INDONESIA MUSLIM CLERIC HATE!


Omar Bakri
Mohammed - a message of hate
By Philippe Naughton, Times Online
Charles Clarke, the Home Secretary, appears to have already filled in the first name on his global database of hate: Omar Bakri Mohammed.
The Syrian-born father of seven has lived in Britain on state handouts since being deported from Saudi Arabia as an extremist 20 years ago - and has been accused of abusing his refugee status to preach a message of undiluted bile against the West and its values.
Two of his followers have been involved in suicide bomb attacks in Israel and Mr Bakri Mohammed has declared that Islamists were no longer bound by a "covenant of security" which forbade them from carrying out attacks in Britain.
Bakri Mohammed, 47, was born into a wealthy family in Aleppo in Syria, and rose to prominence in the 1980s when the city sheltered many radicals. He joined the Syrian branch of the Muslim Brotherhood as a young man and participated in their revolt against the Syrian Baath Party and the government of Hafez al-Assad.
When that rebellion was crushed in 1982, he moved to Beirut where he joined Hizb ut-Tahrir. In 1983 moved to Jeddah.

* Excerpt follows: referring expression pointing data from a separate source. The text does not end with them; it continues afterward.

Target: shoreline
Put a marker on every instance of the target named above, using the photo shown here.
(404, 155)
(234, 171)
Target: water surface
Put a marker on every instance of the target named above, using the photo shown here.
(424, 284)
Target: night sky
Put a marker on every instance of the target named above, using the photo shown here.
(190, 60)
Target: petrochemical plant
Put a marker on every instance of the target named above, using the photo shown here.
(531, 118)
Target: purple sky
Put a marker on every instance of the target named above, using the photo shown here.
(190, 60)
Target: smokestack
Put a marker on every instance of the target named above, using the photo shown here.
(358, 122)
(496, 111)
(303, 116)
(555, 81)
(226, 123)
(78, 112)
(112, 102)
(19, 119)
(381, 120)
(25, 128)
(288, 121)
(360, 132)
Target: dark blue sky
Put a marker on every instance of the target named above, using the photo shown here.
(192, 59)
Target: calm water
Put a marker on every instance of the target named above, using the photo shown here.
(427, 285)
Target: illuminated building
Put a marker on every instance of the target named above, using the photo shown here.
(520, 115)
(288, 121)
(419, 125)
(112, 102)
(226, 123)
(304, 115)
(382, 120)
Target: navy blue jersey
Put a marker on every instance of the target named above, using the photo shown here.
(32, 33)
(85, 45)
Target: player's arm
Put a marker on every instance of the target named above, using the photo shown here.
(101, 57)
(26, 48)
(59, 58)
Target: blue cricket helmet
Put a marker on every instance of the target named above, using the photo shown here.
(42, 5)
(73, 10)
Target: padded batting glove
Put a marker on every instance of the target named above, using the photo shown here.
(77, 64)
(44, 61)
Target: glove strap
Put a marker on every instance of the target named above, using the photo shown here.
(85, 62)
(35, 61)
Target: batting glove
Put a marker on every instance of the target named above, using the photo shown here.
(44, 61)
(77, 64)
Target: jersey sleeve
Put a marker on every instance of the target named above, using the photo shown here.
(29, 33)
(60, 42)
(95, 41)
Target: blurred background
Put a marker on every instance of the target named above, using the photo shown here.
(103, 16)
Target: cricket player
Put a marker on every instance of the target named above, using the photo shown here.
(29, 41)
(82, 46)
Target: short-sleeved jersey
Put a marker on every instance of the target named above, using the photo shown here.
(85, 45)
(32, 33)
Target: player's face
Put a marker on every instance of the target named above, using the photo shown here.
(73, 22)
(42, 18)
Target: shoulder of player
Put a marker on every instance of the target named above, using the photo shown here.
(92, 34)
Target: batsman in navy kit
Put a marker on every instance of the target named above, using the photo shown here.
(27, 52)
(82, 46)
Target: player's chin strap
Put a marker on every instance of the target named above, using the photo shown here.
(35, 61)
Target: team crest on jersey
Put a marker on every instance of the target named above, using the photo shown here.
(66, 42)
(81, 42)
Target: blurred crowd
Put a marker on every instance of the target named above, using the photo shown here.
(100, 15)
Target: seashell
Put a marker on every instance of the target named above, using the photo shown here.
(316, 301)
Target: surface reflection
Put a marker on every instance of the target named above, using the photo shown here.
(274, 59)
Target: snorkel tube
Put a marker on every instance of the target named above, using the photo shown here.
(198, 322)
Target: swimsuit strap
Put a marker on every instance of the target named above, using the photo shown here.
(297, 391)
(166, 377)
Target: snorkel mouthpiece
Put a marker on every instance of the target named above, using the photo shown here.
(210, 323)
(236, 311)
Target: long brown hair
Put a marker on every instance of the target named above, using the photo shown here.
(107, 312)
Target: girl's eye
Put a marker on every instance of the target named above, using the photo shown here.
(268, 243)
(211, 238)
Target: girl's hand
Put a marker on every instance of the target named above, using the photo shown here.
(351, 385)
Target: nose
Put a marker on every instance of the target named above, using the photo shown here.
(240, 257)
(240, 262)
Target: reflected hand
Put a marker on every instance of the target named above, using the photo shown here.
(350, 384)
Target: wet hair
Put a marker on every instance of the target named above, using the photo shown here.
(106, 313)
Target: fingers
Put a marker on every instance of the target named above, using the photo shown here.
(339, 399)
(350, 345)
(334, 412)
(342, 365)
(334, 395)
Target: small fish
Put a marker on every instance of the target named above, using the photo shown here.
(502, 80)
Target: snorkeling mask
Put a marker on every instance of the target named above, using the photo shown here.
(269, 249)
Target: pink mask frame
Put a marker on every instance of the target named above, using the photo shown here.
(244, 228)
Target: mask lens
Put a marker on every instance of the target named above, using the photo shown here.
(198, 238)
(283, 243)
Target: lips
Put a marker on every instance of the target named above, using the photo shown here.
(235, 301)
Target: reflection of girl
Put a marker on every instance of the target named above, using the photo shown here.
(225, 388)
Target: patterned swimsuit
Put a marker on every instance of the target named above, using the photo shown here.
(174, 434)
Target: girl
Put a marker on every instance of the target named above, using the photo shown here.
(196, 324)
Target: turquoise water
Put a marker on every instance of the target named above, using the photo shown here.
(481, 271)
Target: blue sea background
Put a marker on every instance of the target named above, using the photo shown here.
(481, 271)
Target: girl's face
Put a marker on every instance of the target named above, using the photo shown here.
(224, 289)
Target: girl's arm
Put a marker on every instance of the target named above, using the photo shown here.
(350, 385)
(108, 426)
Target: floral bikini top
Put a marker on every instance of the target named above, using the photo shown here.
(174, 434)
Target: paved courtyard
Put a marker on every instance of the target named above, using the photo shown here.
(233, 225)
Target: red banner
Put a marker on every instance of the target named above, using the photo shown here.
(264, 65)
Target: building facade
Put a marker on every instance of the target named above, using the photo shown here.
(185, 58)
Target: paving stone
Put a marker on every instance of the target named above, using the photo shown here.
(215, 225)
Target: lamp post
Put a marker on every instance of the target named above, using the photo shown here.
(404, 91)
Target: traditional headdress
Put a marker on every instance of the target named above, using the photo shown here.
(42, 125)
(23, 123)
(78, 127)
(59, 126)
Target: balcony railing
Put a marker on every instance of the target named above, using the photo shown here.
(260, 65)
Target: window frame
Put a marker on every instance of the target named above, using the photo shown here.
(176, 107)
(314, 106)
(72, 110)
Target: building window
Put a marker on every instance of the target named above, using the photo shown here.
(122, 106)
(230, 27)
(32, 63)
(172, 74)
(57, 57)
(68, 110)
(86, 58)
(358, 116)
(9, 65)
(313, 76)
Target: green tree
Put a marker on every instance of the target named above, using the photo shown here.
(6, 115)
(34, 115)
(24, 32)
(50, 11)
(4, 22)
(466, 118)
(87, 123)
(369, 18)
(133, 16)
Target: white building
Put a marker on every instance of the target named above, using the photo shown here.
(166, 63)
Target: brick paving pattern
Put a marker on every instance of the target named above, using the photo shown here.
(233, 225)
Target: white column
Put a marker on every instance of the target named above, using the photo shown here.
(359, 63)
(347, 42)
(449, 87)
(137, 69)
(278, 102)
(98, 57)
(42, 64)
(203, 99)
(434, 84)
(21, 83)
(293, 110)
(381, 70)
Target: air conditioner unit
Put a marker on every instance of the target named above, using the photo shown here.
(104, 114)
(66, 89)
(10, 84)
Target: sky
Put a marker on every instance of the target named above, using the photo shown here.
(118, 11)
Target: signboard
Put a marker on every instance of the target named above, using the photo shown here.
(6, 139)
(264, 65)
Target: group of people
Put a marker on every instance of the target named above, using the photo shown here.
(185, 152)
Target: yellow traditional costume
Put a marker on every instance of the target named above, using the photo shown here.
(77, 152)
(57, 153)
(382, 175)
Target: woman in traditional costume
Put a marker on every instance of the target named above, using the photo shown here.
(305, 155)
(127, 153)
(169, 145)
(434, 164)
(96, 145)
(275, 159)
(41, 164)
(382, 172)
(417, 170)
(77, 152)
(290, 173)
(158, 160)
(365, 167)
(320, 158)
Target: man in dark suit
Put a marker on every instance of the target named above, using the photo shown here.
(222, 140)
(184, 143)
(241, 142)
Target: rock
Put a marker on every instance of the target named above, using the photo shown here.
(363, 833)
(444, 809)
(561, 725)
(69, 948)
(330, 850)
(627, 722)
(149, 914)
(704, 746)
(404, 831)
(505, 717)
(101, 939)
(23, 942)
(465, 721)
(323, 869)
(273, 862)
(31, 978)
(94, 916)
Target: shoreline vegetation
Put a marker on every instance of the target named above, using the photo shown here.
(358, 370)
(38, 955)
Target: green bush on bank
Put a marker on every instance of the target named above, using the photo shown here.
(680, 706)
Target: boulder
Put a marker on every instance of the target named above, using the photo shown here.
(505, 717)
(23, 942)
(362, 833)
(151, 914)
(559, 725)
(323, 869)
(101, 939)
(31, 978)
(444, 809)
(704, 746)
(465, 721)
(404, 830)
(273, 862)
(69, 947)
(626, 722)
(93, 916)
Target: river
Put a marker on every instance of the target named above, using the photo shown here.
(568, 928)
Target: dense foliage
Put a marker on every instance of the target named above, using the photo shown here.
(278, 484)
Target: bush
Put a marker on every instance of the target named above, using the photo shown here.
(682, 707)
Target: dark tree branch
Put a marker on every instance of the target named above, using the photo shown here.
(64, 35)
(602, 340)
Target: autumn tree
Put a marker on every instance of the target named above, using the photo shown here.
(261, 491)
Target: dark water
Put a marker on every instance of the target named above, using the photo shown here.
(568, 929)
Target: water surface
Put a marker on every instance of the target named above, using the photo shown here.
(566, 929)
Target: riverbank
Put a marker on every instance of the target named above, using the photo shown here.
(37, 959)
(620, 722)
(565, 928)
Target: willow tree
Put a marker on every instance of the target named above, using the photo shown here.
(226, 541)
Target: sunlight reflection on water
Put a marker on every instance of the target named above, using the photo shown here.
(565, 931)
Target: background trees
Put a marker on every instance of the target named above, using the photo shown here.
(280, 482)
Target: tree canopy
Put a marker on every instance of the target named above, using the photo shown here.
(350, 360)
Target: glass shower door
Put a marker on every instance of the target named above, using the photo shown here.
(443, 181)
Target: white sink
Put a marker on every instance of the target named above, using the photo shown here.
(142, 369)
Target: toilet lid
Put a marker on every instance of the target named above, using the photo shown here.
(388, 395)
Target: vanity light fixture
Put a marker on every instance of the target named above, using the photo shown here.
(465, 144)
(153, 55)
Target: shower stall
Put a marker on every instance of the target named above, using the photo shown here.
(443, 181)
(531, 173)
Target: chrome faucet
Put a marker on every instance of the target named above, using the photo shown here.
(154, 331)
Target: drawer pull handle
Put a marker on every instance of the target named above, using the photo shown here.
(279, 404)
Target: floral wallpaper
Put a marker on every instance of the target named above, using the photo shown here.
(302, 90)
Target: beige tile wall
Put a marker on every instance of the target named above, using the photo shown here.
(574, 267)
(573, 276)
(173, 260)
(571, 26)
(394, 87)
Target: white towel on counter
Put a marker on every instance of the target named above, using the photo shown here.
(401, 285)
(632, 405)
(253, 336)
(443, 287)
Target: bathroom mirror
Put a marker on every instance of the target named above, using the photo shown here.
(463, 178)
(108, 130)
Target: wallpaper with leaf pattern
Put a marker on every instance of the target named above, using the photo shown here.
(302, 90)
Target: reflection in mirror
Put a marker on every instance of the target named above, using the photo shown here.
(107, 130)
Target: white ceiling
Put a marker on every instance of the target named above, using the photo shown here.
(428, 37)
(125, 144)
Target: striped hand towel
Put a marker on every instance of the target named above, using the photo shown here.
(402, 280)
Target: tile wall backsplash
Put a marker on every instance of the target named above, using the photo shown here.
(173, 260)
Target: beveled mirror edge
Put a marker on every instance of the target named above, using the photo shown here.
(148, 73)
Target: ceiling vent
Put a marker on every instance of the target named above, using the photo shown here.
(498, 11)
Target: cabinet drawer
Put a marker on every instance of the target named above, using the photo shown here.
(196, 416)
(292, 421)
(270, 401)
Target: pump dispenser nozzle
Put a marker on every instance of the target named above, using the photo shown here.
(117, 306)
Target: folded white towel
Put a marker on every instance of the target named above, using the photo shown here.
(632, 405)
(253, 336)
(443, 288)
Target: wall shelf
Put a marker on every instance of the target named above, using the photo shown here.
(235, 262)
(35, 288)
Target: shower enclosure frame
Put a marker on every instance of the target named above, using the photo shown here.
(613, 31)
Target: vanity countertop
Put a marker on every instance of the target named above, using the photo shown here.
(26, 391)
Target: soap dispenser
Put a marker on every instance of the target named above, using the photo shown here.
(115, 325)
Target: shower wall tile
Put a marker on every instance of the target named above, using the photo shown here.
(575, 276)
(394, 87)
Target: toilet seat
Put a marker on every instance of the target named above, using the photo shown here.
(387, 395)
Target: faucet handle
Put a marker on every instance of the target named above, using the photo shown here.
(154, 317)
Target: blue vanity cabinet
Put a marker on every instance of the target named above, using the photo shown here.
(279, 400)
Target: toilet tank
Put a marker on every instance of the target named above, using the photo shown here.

He was deported, and claimed political asylum in Britain in 1985 and was given indefinite leave to remain. He split from Hizb ut-Tahrir ten years ago and founded al-Muhajiroun, an hardline Islamist group. Mr Bakri Mohammed dissolved the group last year and is now believed to run an organisation called the Saviour Sect.
Earlier this year, Mr Bakri Mohammed told followers in a webcast monitored by The Times that Britain was "Dar ul-Harb" - "a land of war". And he said that the jihad was a correct path for all Muslims, not just those living in Muslim countries. "The jihad is halal for the Muslims wherever they are, the whole ummah (Muslim community) wherever they are. OK brothers - wherever you are, do it."
He also caused outrage by suggesting after the terror attack on the school in Beslan, Russia, that an attack on a British school could be justified as long as women and children were not deliberately killed.
Infamously, he also referred to the September 11 hijackers as the "magnificent 19" before organising celebrations on the anniversary of the attacks on Washington and Manhattan.
But the final straw may prove to be his comments to the London Evening Standard, published yesterday, in which he denounced the London bombings but said: "I blame the British Government and I blame the British people. They are the ones who should be blamed. The British Government has said, ‘You are with us or with terrorism’. I don’t think that is the way forward."